All Products
Search
Document Center

Realtime Compute for Apache Flink:Use Realtime Compute for Apache Flink to read data from and write data to AnalyticDB for PostgreSQL

Last Updated:Sep 12, 2024

This topic describes how to use Alibaba Cloud Realtime Compute for Apache Flink to read data from and write data to AnalyticDB for PostgreSQL.

Background information

AnalyticDB for PostgreSQL is a data warehouse for massively parallel processing (MPP). It provides online analysis services for a large amount of data. Realtime Compute for Apache Flink is a real-time big data analytics platform that is built based on Apache Flink. Realtime Compute for Apache Flink provides various upstream and downstream connectors to meet the requirements of different business scenarios and provides efficient and flexible real-time computing services. Realtime Compute for Apache Flink can read data from AnalyticDB for PostgreSQL. This can fully utilize the advantages of AnalyticDB for PostgreSQL and improve the efficiency and accuracy of data analytics.

Limits

  • Realtime Compute for Apache Flink cannot read data from AnalyticDB for PostgreSQL in serverless mode.

  • Only Realtime Compute for Apache Flink that uses Ververica Runtime (VVR) 6.0.0 or later supports the AnalyticDB for PostgreSQL connector.

  • Only Realtime Compute for Apache Flink that uses VVR 8.0.1 or later supports AnalyticDB for PostgreSQL V7.0.

    Note

    If you use a custom connector, perform operations by following the instructions that are described in Manage custom connectors.

Prerequisites

Step 1: Configure a whitelist and prepare data

  1. Log on to the AnalyticDB for PostgreSQL console.
  2. Add the CIDR block of the fully managed Flink workspace to the whitelist of the AnalyticDB for PostgreSQL instance.

    1. View the CIDR block of the vSwitch to which the fully managed Flink workspace belongs.
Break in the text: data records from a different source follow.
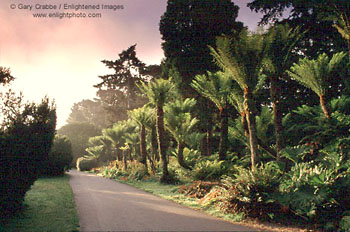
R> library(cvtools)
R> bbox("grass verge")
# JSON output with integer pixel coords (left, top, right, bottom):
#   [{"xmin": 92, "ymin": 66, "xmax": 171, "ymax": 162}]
[{"xmin": 0, "ymin": 174, "xmax": 79, "ymax": 232}]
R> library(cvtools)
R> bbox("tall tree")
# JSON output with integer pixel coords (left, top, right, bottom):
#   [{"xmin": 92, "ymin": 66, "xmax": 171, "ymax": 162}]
[
  {"xmin": 128, "ymin": 106, "xmax": 154, "ymax": 172},
  {"xmin": 248, "ymin": 0, "xmax": 349, "ymax": 57},
  {"xmin": 159, "ymin": 0, "xmax": 244, "ymax": 157},
  {"xmin": 95, "ymin": 44, "xmax": 149, "ymax": 110},
  {"xmin": 262, "ymin": 24, "xmax": 303, "ymax": 159},
  {"xmin": 287, "ymin": 52, "xmax": 347, "ymax": 119},
  {"xmin": 191, "ymin": 71, "xmax": 232, "ymax": 160},
  {"xmin": 138, "ymin": 78, "xmax": 175, "ymax": 183},
  {"xmin": 159, "ymin": 0, "xmax": 243, "ymax": 93},
  {"xmin": 210, "ymin": 30, "xmax": 265, "ymax": 171}
]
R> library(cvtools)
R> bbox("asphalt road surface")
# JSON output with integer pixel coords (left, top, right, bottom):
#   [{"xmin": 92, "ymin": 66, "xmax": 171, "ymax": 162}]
[{"xmin": 68, "ymin": 170, "xmax": 257, "ymax": 232}]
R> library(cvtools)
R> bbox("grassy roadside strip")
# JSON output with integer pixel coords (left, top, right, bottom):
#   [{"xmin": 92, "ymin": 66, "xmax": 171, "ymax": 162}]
[
  {"xmin": 107, "ymin": 176, "xmax": 306, "ymax": 232},
  {"xmin": 0, "ymin": 174, "xmax": 79, "ymax": 232}
]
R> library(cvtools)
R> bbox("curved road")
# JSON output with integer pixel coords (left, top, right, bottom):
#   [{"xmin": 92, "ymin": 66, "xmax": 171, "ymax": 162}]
[{"xmin": 68, "ymin": 170, "xmax": 256, "ymax": 232}]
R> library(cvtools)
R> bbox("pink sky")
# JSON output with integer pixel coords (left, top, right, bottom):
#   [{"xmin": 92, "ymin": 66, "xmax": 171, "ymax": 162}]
[{"xmin": 0, "ymin": 0, "xmax": 263, "ymax": 128}]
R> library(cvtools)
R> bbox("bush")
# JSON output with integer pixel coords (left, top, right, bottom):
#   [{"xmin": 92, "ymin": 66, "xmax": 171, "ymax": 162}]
[
  {"xmin": 279, "ymin": 160, "xmax": 350, "ymax": 230},
  {"xmin": 76, "ymin": 157, "xmax": 98, "ymax": 171},
  {"xmin": 0, "ymin": 98, "xmax": 56, "ymax": 218},
  {"xmin": 219, "ymin": 162, "xmax": 282, "ymax": 220},
  {"xmin": 127, "ymin": 161, "xmax": 149, "ymax": 180},
  {"xmin": 191, "ymin": 158, "xmax": 225, "ymax": 181},
  {"xmin": 41, "ymin": 135, "xmax": 73, "ymax": 176}
]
For more information, see How do I configure a whitelist?

    2. Add the CIDR block of the fully managed Flink workspace to the whitelist of the destination AnalyticDB for PostgreSQL instance. For more information, see Procedure.

      Note

      If you access the AnalyticDB for PostgreSQL instance over the Internet, add the public IP address to the whitelist.
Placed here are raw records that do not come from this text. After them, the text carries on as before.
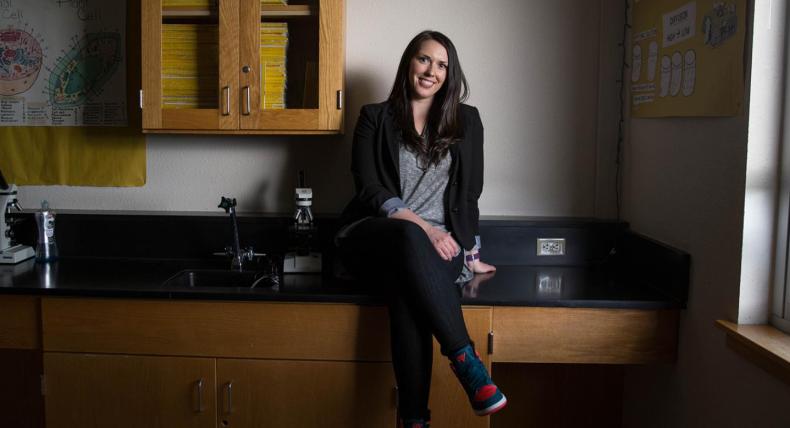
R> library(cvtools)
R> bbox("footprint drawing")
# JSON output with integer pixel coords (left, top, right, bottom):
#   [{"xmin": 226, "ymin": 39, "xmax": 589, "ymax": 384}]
[
  {"xmin": 670, "ymin": 51, "xmax": 682, "ymax": 97},
  {"xmin": 659, "ymin": 55, "xmax": 671, "ymax": 97},
  {"xmin": 682, "ymin": 49, "xmax": 696, "ymax": 97}
]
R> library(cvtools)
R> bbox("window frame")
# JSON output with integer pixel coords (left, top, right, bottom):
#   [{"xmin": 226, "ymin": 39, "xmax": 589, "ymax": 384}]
[{"xmin": 773, "ymin": 9, "xmax": 790, "ymax": 333}]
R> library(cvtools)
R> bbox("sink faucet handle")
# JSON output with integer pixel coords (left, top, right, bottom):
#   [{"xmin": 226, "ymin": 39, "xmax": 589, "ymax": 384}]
[
  {"xmin": 218, "ymin": 197, "xmax": 237, "ymax": 213},
  {"xmin": 242, "ymin": 247, "xmax": 255, "ymax": 262}
]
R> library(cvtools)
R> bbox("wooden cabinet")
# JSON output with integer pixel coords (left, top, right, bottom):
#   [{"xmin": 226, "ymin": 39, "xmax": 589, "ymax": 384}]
[
  {"xmin": 429, "ymin": 307, "xmax": 492, "ymax": 428},
  {"xmin": 35, "ymin": 296, "xmax": 678, "ymax": 427},
  {"xmin": 217, "ymin": 359, "xmax": 396, "ymax": 427},
  {"xmin": 141, "ymin": 0, "xmax": 344, "ymax": 134},
  {"xmin": 39, "ymin": 298, "xmax": 499, "ymax": 427},
  {"xmin": 43, "ymin": 353, "xmax": 216, "ymax": 428},
  {"xmin": 41, "ymin": 298, "xmax": 397, "ymax": 428},
  {"xmin": 0, "ymin": 296, "xmax": 43, "ymax": 428}
]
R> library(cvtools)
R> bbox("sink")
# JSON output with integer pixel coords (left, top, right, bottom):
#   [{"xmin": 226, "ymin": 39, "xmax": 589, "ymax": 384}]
[{"xmin": 163, "ymin": 269, "xmax": 278, "ymax": 289}]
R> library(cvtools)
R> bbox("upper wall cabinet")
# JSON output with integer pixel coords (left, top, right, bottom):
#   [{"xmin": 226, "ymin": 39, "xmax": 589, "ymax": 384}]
[{"xmin": 141, "ymin": 0, "xmax": 344, "ymax": 134}]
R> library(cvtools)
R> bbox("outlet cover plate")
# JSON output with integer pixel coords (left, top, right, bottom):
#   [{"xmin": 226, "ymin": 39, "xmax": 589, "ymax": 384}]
[{"xmin": 537, "ymin": 238, "xmax": 566, "ymax": 256}]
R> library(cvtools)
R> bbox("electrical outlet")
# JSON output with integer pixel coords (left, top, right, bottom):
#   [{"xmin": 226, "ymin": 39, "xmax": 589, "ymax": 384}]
[{"xmin": 537, "ymin": 238, "xmax": 565, "ymax": 256}]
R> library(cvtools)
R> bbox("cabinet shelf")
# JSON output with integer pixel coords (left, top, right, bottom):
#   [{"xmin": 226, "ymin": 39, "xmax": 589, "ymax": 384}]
[{"xmin": 162, "ymin": 4, "xmax": 313, "ymax": 18}]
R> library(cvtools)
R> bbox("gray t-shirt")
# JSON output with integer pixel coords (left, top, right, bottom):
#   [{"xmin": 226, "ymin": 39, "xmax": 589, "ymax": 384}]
[
  {"xmin": 398, "ymin": 143, "xmax": 451, "ymax": 227},
  {"xmin": 398, "ymin": 142, "xmax": 473, "ymax": 283}
]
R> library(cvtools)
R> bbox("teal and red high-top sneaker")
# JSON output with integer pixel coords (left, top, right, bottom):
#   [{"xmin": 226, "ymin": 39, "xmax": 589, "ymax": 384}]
[{"xmin": 449, "ymin": 344, "xmax": 507, "ymax": 416}]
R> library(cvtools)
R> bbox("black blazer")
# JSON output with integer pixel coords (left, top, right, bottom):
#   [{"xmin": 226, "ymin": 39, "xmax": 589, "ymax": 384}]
[{"xmin": 340, "ymin": 101, "xmax": 485, "ymax": 251}]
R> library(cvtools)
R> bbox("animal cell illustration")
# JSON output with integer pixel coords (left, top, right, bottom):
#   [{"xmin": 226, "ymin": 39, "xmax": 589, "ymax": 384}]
[
  {"xmin": 47, "ymin": 32, "xmax": 121, "ymax": 107},
  {"xmin": 0, "ymin": 28, "xmax": 43, "ymax": 96}
]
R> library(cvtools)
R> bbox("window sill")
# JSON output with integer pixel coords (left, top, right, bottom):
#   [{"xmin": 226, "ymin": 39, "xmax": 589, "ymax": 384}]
[{"xmin": 716, "ymin": 320, "xmax": 790, "ymax": 385}]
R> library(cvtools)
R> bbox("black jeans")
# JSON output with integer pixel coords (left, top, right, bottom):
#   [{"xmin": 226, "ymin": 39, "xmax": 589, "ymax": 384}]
[{"xmin": 339, "ymin": 218, "xmax": 471, "ymax": 420}]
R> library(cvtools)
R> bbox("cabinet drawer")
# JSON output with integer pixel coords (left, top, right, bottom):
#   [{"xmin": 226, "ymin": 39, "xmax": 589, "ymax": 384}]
[
  {"xmin": 42, "ymin": 298, "xmax": 391, "ymax": 361},
  {"xmin": 492, "ymin": 307, "xmax": 678, "ymax": 364},
  {"xmin": 0, "ymin": 295, "xmax": 40, "ymax": 350}
]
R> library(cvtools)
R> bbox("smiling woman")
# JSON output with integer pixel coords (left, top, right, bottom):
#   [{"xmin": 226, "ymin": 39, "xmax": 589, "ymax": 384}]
[{"xmin": 336, "ymin": 30, "xmax": 505, "ymax": 427}]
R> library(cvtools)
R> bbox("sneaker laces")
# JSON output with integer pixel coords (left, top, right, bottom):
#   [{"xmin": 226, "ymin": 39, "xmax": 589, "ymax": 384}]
[{"xmin": 453, "ymin": 349, "xmax": 490, "ymax": 396}]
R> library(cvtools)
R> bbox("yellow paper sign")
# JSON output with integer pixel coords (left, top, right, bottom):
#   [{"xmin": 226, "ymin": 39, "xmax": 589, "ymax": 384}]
[{"xmin": 631, "ymin": 0, "xmax": 746, "ymax": 117}]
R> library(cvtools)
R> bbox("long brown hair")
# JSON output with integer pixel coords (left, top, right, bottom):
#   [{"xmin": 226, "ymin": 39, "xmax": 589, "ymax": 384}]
[{"xmin": 388, "ymin": 30, "xmax": 469, "ymax": 167}]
  3. In the upper-right corner of the instance details page, click Log On to Database and enter the username and password. For more information about how to access a database, see Use client tools to connect to an instance.
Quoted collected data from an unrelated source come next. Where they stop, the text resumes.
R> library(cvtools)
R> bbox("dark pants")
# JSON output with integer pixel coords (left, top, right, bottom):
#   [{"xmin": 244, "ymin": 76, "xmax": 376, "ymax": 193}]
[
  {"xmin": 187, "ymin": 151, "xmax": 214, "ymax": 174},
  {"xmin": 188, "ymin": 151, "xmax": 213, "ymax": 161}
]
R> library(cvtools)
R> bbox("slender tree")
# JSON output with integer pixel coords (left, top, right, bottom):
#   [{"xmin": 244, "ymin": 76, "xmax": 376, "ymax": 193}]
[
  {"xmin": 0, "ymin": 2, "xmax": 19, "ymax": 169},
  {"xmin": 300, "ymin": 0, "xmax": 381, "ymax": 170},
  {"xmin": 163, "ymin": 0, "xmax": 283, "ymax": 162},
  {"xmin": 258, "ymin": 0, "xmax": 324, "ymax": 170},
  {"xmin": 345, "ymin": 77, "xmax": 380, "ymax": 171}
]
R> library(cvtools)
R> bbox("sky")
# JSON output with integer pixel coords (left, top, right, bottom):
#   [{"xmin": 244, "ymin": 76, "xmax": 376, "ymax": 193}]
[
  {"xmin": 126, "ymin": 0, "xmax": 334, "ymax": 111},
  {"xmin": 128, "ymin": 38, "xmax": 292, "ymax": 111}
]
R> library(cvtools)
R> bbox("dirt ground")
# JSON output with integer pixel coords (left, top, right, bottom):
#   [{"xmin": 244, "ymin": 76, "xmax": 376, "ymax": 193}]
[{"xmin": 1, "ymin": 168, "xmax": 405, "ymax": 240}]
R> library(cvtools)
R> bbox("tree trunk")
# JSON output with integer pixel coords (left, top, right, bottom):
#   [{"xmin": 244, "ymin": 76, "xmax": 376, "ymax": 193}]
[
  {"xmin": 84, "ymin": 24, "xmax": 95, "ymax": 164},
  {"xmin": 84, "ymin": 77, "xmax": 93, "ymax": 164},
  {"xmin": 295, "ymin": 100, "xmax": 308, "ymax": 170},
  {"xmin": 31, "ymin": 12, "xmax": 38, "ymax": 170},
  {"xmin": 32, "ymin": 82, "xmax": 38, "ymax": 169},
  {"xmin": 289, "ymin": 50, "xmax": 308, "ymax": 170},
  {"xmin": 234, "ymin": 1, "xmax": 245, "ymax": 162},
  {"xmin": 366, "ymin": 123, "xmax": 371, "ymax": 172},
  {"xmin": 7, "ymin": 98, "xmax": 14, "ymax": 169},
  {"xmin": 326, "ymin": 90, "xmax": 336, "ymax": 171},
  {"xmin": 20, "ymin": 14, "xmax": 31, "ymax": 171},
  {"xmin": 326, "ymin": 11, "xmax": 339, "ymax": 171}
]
  4. Create a table named adbpg_dim_table in the destination database of the instance and insert 50 rows of data to the table.

    Sample statements:

    -- Create a dimension table named adbpg_dim_table. 
    CREATE TABLE adbpg_dim_table(
    id int,
    username text,
    PRIMARY KEY(id)
    );
    
    -- Insert 50 rows of data into the adbpg_dim_table table. The value of the id field is an integer from 1 to 50, and the value of the username field is the text for the current number of rows that is followed by the username string. 
    INSERT INTO adbpg_dim_table(id, username)
    SELECT i, 'username'||i::text
    FROM generate_series(1, 50) AS t(i);

    You can execute the select * from adbpg_dim_table order by id; statement to view the inserted data.

  5. Create a result table named adbpg_sink_table to which Realtime Compute for Apache Flink writes result data.

    CREATE TABLE adbpg_sink_table(
      id int,
      username text,
      score int
    );

Step 2: Create a Realtime Compute for Apache Flink draft

  1. Log on to the Realtime Compute for Apache Flink console. find the workspace that you want to manage and click Console in the Actions column.

  2. In the left-side navigation pane, click Development > ETL. In the upper-left corner of the SQL Editor page, click New. In the New Draft dialog box, click Blank Stream Draft on the SQL Scripts tab and click Next.

  3. In the New Draft dialog box, configure the parameters of the draft. The following table describes the parameters.

    Parameter

    Description

    Example

    Name

    The name of the draft that you want to create.

    Note

    The draft name must be unique in the current project.

    adbpg-test

    Location

    The folder in which the code file of the draft is saved.

    You can also click the 新建文件夹 icon to the right of an existing folder to create a subfolder.

    Draft

    Engine Version

    The engine version of Flink that is used by the draft. For more information about engine versions, version mappings, and important time points in the lifecycle of each version, see Engine version.

    vvr-8.0.1-flink-1.17

  4. Click Create.

Step 3: Write draft code and deploy the draft

  1. Copy the following code of the draft to the code editor.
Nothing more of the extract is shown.